Bir müddet sonra kendisine müstakil bir demirci dükkânı açıldı. Ümmü Emmar’ın hesabına çalışıyordu. Demircilikle meşgul olurken ona da Efendimiz (a.s.)’ın mesajı ulaştı. Kendisinden önce imanla henüz beş kişi müşerref olmuştu. Habbab’ın altıncı Müslüman olduğu rivayet edilir. Habbab hidayet nuruyla nurlanıp iman ettikten sonra, iman ettiği hareketlerinden, davranışlarından, gidişinden, gelişinden anlaşıldı. Durumundan şüphelenen Efendisi Ümmü Emmar, oğlunu da yanına alarak yolda karşılaştığı mahallenin gençlerinden birkaç tanesi ile beraber dükkana geldi: “Senin de o yetimin peşinden gittiğini duyuyoruz. Muhammed’in yoluna girdiğinden şüpheleniyoruz. Var mı böyle bir şey?” diye sordu. Habbab; hiç saklamadı, gizlemedi. “Ben, bu putlarda bir yarar olmadığını, taştan, topraktan yapıldıklarını, kendilerine bir fayda ve zarar vermekten bile aciz olduklarını, insanlara nasıl tanrı olabileceklerini sorgulayanlardanım. Bende ‘La İlahe İllallah Muhammedü’r Rasulullah’ diyenlerdenim. Allah’tan başka yaratan, yaşatan, rızık veren, ibadete layık yoktur. O’nun mesajlarını bize ileten elçi Muhammed Mustafa (a.s.)’dır diyenlerdenim.” deyince üzerine saldırdılar. Ona eziyet ettiler, işkence ettiler. Ama keşke işkenceler sadece dükkânın içinde olup bitenlerden ibaret olsaydı. İşkenceler işkenceleri takip etti. Demirden bir zırh giydirip 50 dereceyi bulan Mekke sıcaklarında zorlu çöl ikliminde güneşin altında saatlerce bırakıyorlar, Habbab’ın, demirden zırhın içerisinde neredeyse pişmesini izliyorlardı.

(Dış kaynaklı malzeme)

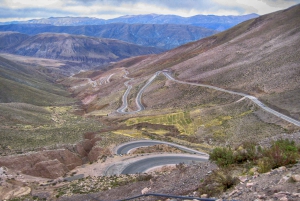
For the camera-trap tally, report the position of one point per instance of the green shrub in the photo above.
(217, 182)
(264, 165)
(222, 156)
(282, 153)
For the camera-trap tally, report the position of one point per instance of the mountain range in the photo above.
(151, 35)
(70, 47)
(258, 57)
(219, 23)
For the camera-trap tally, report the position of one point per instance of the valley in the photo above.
(85, 117)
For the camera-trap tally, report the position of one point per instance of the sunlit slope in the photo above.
(26, 85)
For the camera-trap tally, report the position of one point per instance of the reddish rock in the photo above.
(84, 147)
(96, 139)
(98, 152)
(89, 135)
(49, 169)
(49, 164)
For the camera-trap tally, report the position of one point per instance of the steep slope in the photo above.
(76, 48)
(166, 36)
(259, 57)
(24, 84)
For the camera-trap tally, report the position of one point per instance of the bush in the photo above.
(223, 157)
(282, 152)
(264, 165)
(218, 182)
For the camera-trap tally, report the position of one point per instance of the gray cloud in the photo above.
(114, 8)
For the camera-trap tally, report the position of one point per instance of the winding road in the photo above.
(127, 147)
(168, 76)
(144, 163)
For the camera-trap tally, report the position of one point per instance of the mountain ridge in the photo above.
(165, 36)
(73, 47)
(215, 22)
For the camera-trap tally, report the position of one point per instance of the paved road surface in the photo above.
(168, 76)
(252, 98)
(126, 147)
(155, 161)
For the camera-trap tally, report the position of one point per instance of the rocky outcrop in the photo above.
(55, 163)
(98, 152)
(49, 164)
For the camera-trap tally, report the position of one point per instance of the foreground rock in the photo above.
(49, 164)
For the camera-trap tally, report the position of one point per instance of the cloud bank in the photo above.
(106, 9)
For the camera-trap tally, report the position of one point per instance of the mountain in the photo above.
(259, 57)
(218, 23)
(215, 22)
(72, 47)
(164, 36)
(26, 84)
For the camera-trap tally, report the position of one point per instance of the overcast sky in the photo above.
(107, 9)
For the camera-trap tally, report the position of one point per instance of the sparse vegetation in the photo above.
(217, 182)
(281, 153)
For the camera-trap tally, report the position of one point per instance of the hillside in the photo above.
(164, 36)
(258, 57)
(218, 23)
(25, 84)
(74, 48)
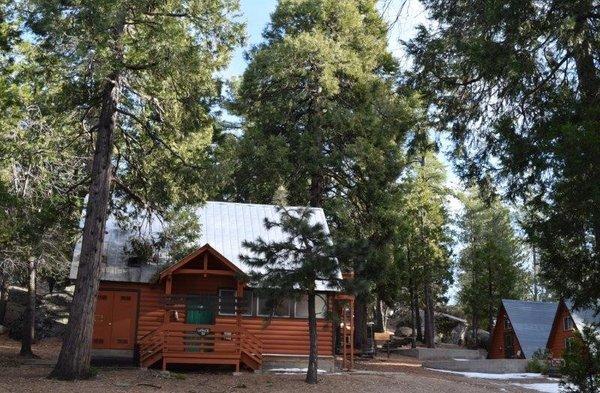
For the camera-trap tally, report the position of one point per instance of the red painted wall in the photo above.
(558, 334)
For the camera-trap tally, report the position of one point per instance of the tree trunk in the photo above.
(311, 372)
(28, 334)
(74, 359)
(360, 323)
(414, 310)
(490, 297)
(3, 296)
(419, 320)
(429, 317)
(379, 323)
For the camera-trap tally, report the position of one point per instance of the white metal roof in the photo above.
(532, 322)
(224, 226)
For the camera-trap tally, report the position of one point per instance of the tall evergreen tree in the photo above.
(139, 76)
(323, 120)
(517, 85)
(491, 263)
(423, 243)
(286, 268)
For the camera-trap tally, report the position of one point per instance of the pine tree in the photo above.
(516, 84)
(139, 76)
(323, 119)
(284, 269)
(491, 262)
(424, 241)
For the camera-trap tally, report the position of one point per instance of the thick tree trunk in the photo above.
(419, 320)
(379, 318)
(490, 288)
(3, 296)
(311, 372)
(74, 359)
(414, 310)
(360, 323)
(28, 334)
(429, 317)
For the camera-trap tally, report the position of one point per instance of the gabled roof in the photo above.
(223, 225)
(583, 317)
(191, 256)
(531, 322)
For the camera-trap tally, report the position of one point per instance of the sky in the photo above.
(403, 15)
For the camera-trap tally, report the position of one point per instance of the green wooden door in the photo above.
(198, 312)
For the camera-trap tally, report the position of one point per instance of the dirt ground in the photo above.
(376, 376)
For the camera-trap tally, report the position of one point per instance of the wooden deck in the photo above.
(181, 343)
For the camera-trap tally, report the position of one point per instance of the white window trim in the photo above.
(323, 297)
(247, 314)
(223, 313)
(269, 315)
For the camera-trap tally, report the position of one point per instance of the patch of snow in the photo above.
(490, 375)
(540, 387)
(293, 370)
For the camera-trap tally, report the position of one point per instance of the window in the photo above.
(264, 308)
(301, 307)
(568, 343)
(227, 302)
(569, 324)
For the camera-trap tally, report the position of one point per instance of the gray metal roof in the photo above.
(532, 322)
(583, 317)
(224, 226)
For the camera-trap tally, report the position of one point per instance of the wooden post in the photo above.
(168, 288)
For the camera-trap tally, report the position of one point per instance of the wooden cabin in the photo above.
(566, 322)
(200, 309)
(521, 329)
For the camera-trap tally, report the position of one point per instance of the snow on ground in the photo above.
(540, 387)
(491, 376)
(293, 370)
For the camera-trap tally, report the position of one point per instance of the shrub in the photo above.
(581, 363)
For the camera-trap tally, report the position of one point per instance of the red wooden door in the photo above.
(114, 320)
(123, 320)
(103, 320)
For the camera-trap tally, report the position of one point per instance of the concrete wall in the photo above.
(441, 353)
(492, 366)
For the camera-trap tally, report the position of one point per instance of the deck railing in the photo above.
(192, 343)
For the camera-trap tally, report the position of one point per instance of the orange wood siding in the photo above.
(497, 340)
(150, 309)
(284, 336)
(558, 334)
(197, 284)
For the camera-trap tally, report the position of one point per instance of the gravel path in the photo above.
(379, 376)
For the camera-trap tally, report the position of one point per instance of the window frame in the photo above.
(568, 323)
(219, 312)
(247, 314)
(258, 313)
(326, 308)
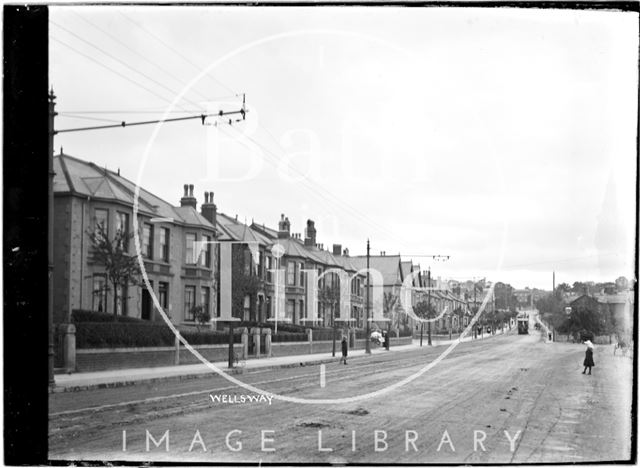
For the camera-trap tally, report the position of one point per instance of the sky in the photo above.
(504, 138)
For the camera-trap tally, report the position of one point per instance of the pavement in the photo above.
(526, 400)
(123, 377)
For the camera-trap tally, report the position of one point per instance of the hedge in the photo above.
(93, 316)
(286, 337)
(140, 335)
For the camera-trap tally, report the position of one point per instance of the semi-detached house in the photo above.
(181, 277)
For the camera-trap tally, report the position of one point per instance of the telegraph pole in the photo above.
(367, 340)
(52, 132)
(429, 305)
(52, 114)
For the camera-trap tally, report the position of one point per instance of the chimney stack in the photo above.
(188, 199)
(209, 209)
(284, 227)
(310, 234)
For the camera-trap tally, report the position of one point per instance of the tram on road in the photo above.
(523, 324)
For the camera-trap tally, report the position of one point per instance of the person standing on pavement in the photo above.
(588, 357)
(345, 349)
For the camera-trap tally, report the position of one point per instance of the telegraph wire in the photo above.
(122, 43)
(153, 80)
(319, 192)
(73, 115)
(154, 110)
(88, 57)
(353, 210)
(176, 52)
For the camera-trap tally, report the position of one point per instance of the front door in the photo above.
(147, 304)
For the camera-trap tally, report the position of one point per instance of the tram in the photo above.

İnkâr etmesini istiyorlardı.
Habbab’tan duyulan, Bilal’den duyulanın aynısıydı: “La ilahe İllallah Muhammed’ür Rasulullah” , “Allah bir! Allah bir!”
Öyle işkenceler ediyorlardı ki; taşların üzerinde ateş yakıyorlar, -neredeyse kor haline geliyor o taşlar- üzerlerinden elbiselerini çıkartıp o korların üzerine çıplak vücutlarını yatırıyorlardı. Diyor ki “ateşe değince, vücudumuzdan çıkan yağlardan ‘cız’ diye sesler geliyordu.”

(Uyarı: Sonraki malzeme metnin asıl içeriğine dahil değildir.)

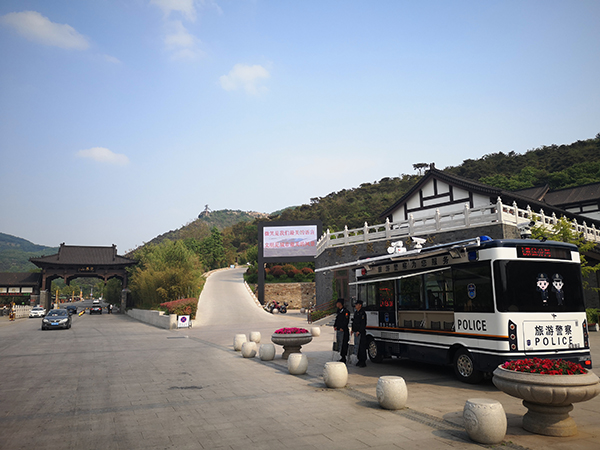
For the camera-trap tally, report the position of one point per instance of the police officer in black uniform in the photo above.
(341, 327)
(359, 328)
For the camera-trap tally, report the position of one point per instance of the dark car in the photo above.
(57, 318)
(96, 308)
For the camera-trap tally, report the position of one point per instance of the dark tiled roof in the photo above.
(577, 194)
(20, 278)
(507, 197)
(536, 193)
(74, 254)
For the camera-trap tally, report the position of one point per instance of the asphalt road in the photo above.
(111, 382)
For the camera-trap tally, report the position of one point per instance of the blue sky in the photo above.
(121, 119)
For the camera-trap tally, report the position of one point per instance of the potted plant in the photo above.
(592, 316)
(292, 339)
(548, 387)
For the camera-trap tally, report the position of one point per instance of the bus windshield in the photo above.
(522, 286)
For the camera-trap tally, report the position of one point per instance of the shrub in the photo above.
(277, 271)
(183, 307)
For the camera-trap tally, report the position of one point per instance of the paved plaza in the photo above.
(111, 382)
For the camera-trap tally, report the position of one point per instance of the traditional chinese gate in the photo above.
(74, 261)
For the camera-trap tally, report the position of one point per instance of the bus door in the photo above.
(386, 304)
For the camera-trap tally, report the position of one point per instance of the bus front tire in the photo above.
(374, 351)
(464, 367)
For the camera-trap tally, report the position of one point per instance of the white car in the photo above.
(37, 311)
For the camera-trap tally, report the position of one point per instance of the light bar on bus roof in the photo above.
(455, 246)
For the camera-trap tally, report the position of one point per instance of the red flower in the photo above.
(545, 366)
(291, 331)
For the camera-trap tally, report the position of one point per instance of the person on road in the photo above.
(359, 328)
(342, 319)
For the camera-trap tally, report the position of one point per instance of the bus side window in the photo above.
(473, 288)
(438, 291)
(367, 293)
(410, 293)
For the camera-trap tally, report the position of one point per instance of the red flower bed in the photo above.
(291, 331)
(544, 366)
(183, 307)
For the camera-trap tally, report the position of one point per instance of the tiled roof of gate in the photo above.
(75, 254)
(20, 278)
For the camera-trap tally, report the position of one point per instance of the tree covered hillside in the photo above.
(15, 253)
(560, 167)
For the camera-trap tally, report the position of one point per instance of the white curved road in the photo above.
(226, 307)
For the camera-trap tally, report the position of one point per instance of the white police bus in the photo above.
(475, 304)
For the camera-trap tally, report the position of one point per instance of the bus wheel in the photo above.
(464, 367)
(373, 350)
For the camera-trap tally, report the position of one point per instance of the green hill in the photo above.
(200, 228)
(15, 253)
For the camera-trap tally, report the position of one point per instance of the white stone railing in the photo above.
(448, 221)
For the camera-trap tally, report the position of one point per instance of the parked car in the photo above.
(57, 318)
(96, 308)
(37, 311)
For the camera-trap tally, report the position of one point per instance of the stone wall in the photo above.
(156, 318)
(297, 295)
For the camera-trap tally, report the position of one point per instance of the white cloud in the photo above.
(111, 59)
(180, 42)
(178, 35)
(103, 155)
(246, 77)
(37, 28)
(185, 7)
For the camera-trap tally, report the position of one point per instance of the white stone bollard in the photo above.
(297, 363)
(249, 349)
(392, 392)
(335, 374)
(485, 420)
(238, 340)
(266, 352)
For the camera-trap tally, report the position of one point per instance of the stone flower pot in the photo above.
(548, 398)
(291, 342)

Böyle vahşice işkence ediyorlardı.
Habbab da vefat etti; işkence yapanlar da vefat etti. İnsan, hayatı sonsuz mu zannediyor.
“Mümin erkeklere ve mümin kadınlara işkence edip de sonra tövbe etmeyenler var ya, işte onları cehennem azabı, yakıcı azap beklemektedir.” (Burûc, 10) İnsan her yaptığının, baktığının, tuttuğunun, yediğinin, içtiğinin… hesabını vereceği bir günün geleceğini unutursa yakıcı azab onu bekleyecektir.
Ümmü Emmar demiri ateşte iyice kırmızı hale gelinceye kadar bekletip onu Habbab’ın başına sürüyor, başını dağılıyordu. O kıpkırmızı demirlerle yakıyordu. Habbab ses çıkarmıyordu, çıkaramıyordu da zaten…
Aradan yıllar geçti. Habbab bu işkencelerden kurtuldu ama kadının başına bir müddet sonra şiddetli bir ağrı isabet etti. O zamanki imkânlarla hekim hekim gezdiği ama ağrısını teskin edemediği, sakinleştiremediği ve bir hekimin kendisine: “Eğer başı dağlanırsa acısının hafifleyeceğini” tavsiye ettiği ve Habbab’a kendisinin işkence olsun diye yaptığı gibi, acıdan kurtulmak için kendi başını dağlattırdığı, dağlana dağlana öldüğü rivayet edilir.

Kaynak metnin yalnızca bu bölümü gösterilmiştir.